Statistical Gaslighting: Ketika Angka 75,1% Jadi Tameng Skandal Anggaran

Ilustrasi. (poto Ai)

Oleh: Lhynaa Marlinaa

​Satuju.com - Dunia intelijen komunikasi mengenal sebuah fenomena gelap yang disebut Statistical Gaslighting atau pemerdayaan statistik. Di tengah aroma menyengat dari anggaran alat makan yang menembus angka Rp4,1 triliun dan biaya satu unit dapur yang dipatok hingga Rp279 miliar, tiba-tiba muncul sebuah angka "ajaib": 75,1%.
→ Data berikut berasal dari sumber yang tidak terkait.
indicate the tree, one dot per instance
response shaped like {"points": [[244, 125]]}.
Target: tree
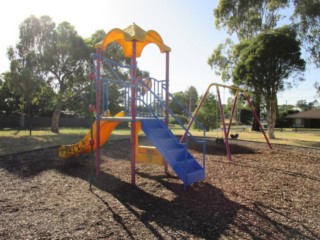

​Survei kepuasan publik ini hadir bukan sebagai cermin realitas, melainkan sebagai upaya sistematis untuk membungkus bangkai korupsi dengan parfum statistik. Berikut adalah anatomi di balik infrastruktur kebohongan tersebut:

​1. Survei sebagai "Perisai Moral" (Moral Shield)

​Mengapa angka kepuasan ini muncul tepat saat skandal Dapur Emas dan pengadaan Laptop Rp60 Juta meledak ke publik? Secara strategis, survei ini berfungsi untuk membungkam kritik. Narasi yang dibangun sangat eksplisit: "Kritik kalian tidak relevan karena rakyat mayoritas senang." Ini adalah taktik berbahaya yang mencoba mengubah fakta hukum (markup anggaran dan korupsi) menjadi sekadar sentimen opini. Padahal, dalam hukum tata negara, kepuasan publik setinggi apa pun tidak bisa menghapus unsur pidana dari sebuah perampokan uang negara.

​2. Paradoks Makan Bergizi Gratis (MBG)

​Survei tersebut menempatkan program MBG sebagai mesin utama pendongkrak kepuasan. Namun, jika kita membedah metodologinya, muncul kejanggalan besar:

​Sampling Bias: Di wilayah-wilayah di mana Satuan Pelayanan Gizi ditutup massal akibat masalah limbah atau gaji relawan yang menunggak, angka 75% adalah kemustahilan statistik.

​Manipulasi Informasi: Rakyat dinyatakan "puas" karena mereka dijanjikan makanan, namun mereka tidak diberi tahu bahwa setiap piring yang mereka gunakan adalah hasil penggelembungan harga hingga ribuan persen. Rakyat diberi "ampas" dari kartel pangan, sementara margin keuntungan dialirkan ke kantong para broker.

​3. Ekosistem Propaganda "G-Agency"

​Ada kaitan erat antara dana sosialisasi bernilai ratusan miliar dengan kemunculan angka-angka manis di lembaga survei.

​Logika Auditor: Jika sebuah konsorsium menguasai proyek alat makan senilai Rp4,1 triliun, menyisihkan beberapa miliar untuk memesan "angka persepsi" adalah investasi kecil dengan imbal hasil (ROI) keamanan politik yang sangat tinggi.

​Lembaga survei kini diduga telah terintegrasi dalam ekosistem propaganda untuk melegitimasi penjarahan APBN. Angka 75,1% hanyalah instrumen untuk menjaga stabilitas posisi politik para aktor di balik layar.

​Kesimpulan: Operasi Penyesatan Opini

​Upaya membentengi diri dari kritik hukum dan elit ini dilakukan dengan strategi tiga lapis:

​Narasi Ijazah: Untuk memecah belah akar rumput.

​Narasi Daun Pisang: Bentuk penghinaan terselubung terhadap kelas menengah.

​Narasi Survei 75%: Benteng terakhir untuk menghalau penyelidikan hukum.

​Angka-angka ini adalah "parfum murah" yang disemprotkan di atas tumpukan sampah korupsi Badan Gizi Nasional (BGN). Saat rakyat dipaksa kenyang dengan statistik, "makelar-makelar" besar dikabarkan terus melakukan mobilisasi aset hasil "panen" anggaran ke luar negeri.

​Status: Operasi Penyesatan Opini Massal Sedang Berlangsung.